Schroders Economic & Strategy Viewpoint – February 2016

5:25 AM | February 1, 2016 Macro View No Comments

Schroders Economic & Strategy Viewpoint - February 2016

  • Keith Wade, Chief Economist & Strategist
  • Azad Zangana, Senior European Economist & Strategist
  • Craig Botham, Emerging Markets Economist
  • 29 Jan 2016

In this month’s Viewpoint:
– Global update: Time to hit the panic button?
– UK: Sterling slides as political risk comes into focus
– Emerging markets: China concerns

Global update: Time to hit the panic button? (page 2)

  • Falling oil prices and a further devaluation of the Chinese yuan (CNY) have contributed to a poor start for risk assets. There are now fears that the US will drop into recession. Despite being relatively cautious on global growth, we believe these concerns are overdone, although we recognise that the biggest “known unknown” is whether the CNY will devalue significantly further.
  • The move in the CNY and the decision by the Bank of Japan to cut rates into negative territory in January highlights the tail risk of a currency war in 2016.

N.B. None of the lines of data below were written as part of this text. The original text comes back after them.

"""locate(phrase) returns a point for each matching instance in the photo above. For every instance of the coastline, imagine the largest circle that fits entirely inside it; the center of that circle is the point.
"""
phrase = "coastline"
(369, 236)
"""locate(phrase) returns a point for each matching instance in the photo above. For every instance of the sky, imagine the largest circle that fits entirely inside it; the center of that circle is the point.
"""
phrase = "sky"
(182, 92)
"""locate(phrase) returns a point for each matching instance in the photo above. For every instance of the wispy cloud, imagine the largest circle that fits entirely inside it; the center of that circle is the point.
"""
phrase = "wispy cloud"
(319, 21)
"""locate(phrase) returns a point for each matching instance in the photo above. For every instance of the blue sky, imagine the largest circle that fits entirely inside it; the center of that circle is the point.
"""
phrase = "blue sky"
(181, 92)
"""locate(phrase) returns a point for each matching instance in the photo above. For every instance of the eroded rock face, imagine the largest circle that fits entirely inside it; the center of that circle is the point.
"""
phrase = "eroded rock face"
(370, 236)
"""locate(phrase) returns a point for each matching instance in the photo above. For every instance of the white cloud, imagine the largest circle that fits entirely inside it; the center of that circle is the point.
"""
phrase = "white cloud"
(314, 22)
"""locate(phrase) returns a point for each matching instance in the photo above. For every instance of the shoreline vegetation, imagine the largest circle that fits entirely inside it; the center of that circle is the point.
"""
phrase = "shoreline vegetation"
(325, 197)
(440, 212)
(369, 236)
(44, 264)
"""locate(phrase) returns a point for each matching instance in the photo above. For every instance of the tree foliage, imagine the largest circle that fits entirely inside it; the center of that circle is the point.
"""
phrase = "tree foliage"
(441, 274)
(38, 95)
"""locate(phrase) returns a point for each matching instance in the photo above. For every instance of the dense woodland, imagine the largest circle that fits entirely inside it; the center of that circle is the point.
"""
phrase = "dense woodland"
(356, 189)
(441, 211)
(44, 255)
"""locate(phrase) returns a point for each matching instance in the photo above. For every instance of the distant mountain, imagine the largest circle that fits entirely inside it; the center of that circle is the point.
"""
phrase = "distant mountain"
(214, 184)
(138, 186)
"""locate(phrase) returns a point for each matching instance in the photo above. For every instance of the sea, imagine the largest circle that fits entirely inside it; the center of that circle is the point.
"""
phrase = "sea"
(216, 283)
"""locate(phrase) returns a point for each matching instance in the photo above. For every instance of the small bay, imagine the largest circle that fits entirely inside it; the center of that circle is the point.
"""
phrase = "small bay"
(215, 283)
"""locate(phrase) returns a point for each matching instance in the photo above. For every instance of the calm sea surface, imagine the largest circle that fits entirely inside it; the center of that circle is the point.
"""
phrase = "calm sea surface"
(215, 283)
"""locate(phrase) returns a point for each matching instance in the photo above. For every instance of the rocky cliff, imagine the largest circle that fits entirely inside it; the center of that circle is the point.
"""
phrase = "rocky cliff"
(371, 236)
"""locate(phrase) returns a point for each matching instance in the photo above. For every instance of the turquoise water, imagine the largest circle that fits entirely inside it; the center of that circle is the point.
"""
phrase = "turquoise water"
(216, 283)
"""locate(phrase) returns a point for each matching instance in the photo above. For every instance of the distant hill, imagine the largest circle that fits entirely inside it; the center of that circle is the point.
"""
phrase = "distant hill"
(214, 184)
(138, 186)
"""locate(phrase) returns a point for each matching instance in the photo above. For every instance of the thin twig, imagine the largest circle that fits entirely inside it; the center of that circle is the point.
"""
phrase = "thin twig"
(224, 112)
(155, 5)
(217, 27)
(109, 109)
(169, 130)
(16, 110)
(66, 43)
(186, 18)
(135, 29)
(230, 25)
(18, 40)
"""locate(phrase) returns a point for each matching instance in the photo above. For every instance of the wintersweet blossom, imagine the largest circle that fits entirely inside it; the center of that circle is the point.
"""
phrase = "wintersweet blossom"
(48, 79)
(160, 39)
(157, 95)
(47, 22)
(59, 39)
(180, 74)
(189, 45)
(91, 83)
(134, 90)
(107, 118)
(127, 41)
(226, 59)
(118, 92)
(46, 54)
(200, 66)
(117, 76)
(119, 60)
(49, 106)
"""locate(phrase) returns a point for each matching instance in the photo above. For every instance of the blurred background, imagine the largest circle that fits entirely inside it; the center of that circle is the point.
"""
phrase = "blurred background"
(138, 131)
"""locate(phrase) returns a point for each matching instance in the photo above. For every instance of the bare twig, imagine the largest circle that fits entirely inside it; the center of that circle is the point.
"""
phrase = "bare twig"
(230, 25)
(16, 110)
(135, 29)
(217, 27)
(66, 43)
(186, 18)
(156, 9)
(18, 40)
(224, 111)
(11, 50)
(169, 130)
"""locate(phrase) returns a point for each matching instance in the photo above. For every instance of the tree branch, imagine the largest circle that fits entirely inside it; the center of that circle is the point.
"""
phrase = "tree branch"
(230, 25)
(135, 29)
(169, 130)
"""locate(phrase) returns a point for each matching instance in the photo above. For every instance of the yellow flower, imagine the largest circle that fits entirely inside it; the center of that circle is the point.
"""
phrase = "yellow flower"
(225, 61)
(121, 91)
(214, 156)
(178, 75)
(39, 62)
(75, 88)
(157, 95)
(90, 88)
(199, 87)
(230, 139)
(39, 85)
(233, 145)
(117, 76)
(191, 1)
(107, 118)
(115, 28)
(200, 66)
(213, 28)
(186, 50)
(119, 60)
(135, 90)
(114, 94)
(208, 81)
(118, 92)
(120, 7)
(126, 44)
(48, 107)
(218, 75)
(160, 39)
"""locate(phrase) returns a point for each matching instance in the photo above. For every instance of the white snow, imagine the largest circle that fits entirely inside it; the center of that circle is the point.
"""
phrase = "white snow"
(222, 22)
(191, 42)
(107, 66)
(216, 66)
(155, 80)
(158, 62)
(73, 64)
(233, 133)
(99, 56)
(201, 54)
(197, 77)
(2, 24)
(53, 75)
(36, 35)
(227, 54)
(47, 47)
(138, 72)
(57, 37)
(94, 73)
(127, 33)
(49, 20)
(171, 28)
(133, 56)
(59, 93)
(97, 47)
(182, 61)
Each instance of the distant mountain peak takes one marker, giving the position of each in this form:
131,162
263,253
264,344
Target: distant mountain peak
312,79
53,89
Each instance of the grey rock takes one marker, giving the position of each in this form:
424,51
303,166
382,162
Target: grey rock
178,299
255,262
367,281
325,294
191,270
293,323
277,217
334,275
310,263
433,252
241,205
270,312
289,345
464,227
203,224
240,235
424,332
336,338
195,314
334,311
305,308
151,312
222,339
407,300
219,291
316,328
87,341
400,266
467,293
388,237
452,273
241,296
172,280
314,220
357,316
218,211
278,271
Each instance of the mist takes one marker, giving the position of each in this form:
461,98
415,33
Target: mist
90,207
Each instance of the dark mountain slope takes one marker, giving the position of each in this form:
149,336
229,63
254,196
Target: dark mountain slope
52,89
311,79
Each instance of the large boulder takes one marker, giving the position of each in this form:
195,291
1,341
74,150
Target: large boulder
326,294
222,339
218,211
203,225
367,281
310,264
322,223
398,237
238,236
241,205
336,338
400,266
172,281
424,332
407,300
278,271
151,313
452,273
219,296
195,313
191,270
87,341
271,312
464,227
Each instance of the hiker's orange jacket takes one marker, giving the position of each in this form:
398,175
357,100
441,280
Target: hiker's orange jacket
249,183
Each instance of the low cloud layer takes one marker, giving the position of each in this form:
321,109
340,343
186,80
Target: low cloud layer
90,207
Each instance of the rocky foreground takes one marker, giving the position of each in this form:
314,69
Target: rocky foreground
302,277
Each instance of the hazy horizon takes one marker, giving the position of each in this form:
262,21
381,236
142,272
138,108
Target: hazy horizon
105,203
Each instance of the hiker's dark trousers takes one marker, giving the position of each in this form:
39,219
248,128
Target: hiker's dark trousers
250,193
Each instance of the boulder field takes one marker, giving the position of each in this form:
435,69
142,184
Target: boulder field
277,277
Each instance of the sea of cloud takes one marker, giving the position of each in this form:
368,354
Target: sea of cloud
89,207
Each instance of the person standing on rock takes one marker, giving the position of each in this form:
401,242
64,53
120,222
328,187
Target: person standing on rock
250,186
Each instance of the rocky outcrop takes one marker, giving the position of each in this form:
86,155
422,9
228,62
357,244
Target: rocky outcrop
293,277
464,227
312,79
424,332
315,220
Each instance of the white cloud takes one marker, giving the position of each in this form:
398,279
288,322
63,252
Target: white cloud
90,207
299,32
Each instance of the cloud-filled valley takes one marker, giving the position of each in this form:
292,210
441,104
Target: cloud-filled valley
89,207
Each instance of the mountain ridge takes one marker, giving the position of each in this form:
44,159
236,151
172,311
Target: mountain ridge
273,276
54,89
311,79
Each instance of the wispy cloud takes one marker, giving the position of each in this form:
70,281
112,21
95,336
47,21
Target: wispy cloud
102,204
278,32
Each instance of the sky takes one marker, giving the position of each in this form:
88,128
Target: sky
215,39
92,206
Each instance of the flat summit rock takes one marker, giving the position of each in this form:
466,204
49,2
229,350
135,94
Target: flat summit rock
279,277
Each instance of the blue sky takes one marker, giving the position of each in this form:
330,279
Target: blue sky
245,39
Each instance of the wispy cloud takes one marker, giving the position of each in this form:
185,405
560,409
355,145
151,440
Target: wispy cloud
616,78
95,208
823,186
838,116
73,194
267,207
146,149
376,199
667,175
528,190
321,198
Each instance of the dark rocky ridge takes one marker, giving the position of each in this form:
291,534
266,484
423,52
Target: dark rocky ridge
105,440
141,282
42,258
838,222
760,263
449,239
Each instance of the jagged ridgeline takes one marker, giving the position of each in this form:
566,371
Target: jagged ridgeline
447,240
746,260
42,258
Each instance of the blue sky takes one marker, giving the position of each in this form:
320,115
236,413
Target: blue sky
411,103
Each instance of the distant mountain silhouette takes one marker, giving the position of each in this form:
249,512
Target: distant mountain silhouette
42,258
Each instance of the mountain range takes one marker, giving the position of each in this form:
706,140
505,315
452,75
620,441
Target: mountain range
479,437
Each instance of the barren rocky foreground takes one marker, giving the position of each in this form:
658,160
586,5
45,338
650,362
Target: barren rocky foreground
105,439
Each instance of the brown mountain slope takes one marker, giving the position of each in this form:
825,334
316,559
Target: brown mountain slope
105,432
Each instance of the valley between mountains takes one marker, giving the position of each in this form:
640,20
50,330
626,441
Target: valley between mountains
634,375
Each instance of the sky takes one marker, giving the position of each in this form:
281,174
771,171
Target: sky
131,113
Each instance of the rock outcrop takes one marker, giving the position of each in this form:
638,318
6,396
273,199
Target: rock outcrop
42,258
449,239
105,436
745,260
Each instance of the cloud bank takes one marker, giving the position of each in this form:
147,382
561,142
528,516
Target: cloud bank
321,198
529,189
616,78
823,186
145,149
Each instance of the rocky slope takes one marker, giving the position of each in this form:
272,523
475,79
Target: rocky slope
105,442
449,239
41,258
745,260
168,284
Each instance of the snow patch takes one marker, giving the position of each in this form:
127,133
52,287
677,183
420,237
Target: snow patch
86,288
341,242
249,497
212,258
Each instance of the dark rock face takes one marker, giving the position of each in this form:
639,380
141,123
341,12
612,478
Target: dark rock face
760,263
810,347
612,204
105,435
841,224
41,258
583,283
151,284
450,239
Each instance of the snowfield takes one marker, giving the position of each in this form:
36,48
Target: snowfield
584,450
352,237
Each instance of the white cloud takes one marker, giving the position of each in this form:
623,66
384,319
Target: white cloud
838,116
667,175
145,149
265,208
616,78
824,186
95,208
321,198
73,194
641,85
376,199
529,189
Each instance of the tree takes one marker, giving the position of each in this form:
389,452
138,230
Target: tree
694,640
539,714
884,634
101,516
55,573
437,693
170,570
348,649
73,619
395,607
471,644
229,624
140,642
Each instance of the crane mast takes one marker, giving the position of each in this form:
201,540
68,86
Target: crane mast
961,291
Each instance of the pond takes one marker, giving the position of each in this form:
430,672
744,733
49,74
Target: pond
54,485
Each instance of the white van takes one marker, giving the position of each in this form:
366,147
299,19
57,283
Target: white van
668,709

UK: Sterling slides as political risk comes into focus (page 7)

  • The British pound has been the worst performing G10 currency since the start of November. In fact, the depreciation against the US dollar over the past two months was the worst since the global financial crisis in 2008. The direction of travel for sterling is not a surprise given the UK’s macro imbalances, but the scale of the drop has been larger than expected.
  • The fall in interest rate expectations appear to justify the fall in sterling. These are likely to be driven by falling oil prices, and the likely impact on UK inflation. However, Brexit risk appears to be rising in prominence just as opinion polls tighten. While there may be traces of Brexit-related selling of sterling, we think there is scope for further depreciation if risks were to rise.

Emerging markets: China concerns (page 12)

  • Volatile markets in China have prompted an outsize global response. Equity gyrations on the mainland have little to no economic bearing. Currency weakness is a bigger threat to the world, but a big devaluation still seems distant.